When you receive a 429, wait for the number of seconds specified in Retry-After before retrying. Apply exponential backoff with jitter if Retry-After is not present.

curl
JavaScript

MAX_RETRIES=4
ATTEMPT=0

while [ $ATTEMPT -lt $MAX_RETRIES ]; do
  RESPONSE=$(curl -s -w "\n%{http_code}" \
    -H "Authorization: Bearer <your-token>" \
    -H "Content-Type: application/json" \
    -d '{"model":"gpt-4o","messages":[{"role":"user","content":"Hello"}]}' \
    https://your-gateway.workers.dev/v1/chat/completions)

  HTTP_STATUS=$(echo "$RESPONSE" | tail -n1)

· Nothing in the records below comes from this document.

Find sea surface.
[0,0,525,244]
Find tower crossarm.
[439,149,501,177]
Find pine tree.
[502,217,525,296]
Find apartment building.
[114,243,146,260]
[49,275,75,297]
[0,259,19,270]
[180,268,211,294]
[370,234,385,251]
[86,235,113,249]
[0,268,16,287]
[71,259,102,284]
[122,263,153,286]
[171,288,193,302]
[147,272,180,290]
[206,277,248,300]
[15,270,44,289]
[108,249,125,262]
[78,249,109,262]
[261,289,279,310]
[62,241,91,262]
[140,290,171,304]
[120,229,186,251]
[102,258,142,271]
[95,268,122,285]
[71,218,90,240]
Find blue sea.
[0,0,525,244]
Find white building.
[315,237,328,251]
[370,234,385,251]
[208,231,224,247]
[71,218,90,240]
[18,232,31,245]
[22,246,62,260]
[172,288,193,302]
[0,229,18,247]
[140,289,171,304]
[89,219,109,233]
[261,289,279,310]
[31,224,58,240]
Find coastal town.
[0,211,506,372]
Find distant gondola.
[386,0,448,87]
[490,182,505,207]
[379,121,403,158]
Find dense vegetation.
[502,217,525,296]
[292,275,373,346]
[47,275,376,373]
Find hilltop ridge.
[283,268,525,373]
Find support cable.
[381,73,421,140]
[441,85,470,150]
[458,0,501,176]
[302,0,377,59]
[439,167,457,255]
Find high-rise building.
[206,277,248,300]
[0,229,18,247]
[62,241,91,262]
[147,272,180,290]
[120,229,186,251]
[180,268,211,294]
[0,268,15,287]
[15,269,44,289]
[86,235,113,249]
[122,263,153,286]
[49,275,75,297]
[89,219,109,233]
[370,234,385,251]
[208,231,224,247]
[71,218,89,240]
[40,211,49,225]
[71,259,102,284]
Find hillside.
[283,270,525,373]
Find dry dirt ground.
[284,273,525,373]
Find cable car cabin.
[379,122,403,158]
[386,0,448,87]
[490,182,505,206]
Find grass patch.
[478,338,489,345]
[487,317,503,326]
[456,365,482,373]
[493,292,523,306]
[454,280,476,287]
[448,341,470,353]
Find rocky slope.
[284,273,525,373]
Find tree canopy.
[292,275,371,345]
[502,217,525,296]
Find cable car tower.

  if [ "$HTTP_STATUS" -eq 200 ]; then
    echo "$RESPONSE" | head -n -1
    break
  elif [ "$HTTP_STATUS" -eq 429 ]; then
    WAIT=$(( 2 ** ATTEMPT ))
    echo "Rate limited. Retrying in ${WAIT}s..."
    sleep $WAIT
    ATTEMPT=$(( ATTEMPT + 1 ))
  else
    echo "Fatal error: $HTTP_STATUS"
    break
  fi
done

async function chatWithRetry(messages, { maxRetries = 4 } = {}) {
  for (let attempt = 0; attempt <= maxRetries; attempt++) {
    const response = await fetch(
      'https://your-gateway.workers.dev/v1/chat/completions',
      {
        method: 'POST',
        headers: {
          'Authorization': 'Bearer <your-token>',
          'Content-Type': 'application/json',
        },
        body: JSON.stringify({ model: 'gpt-4o', messages }),
      }
    );

    if (response.ok) return response.json();

    if (response.status === 429 && attempt < maxRetries) {
      const retryAfter = response.headers.get('Retry-After');
      const waitMs = retryAfter
        ? parseInt(retryAfter, 10) * 1000
        : Math.min(1000 * 2 ** attempt + Math.random() * 500, 30_000);

      console.warn(`Rate limited. Retrying in ${waitMs}ms (attempt ${attempt + 1}/${maxRetries})`);
      await new Promise(resolve => setTimeout(resolve, waitMs));
      continue;
    }

    const { error } = await response.json();
    throw new Error(`[${error.type}] ${error.message}`);
  }

  throw new Error('Max retries exceeded');
}

Best Practices

Check X-RateLimit-Remaining proactively. If it drops near zero, slow down your request rate before hitting a 429.
Respect Retry-After. Always honour the header value exactly — retrying sooner will extend your backoff window on some configurations.
Use the OpenAI SDK. The official openai npm package handles 429 retries automatically when pointed at the gateway’s base URL.
Distribute load across models. If one model is rate-limited, routing requests to an alternative model served by a different provider avoids daily-limit contention.
Monitor via /v1/analytics. Track per-provider request counts to anticipate when daily limits will be reached.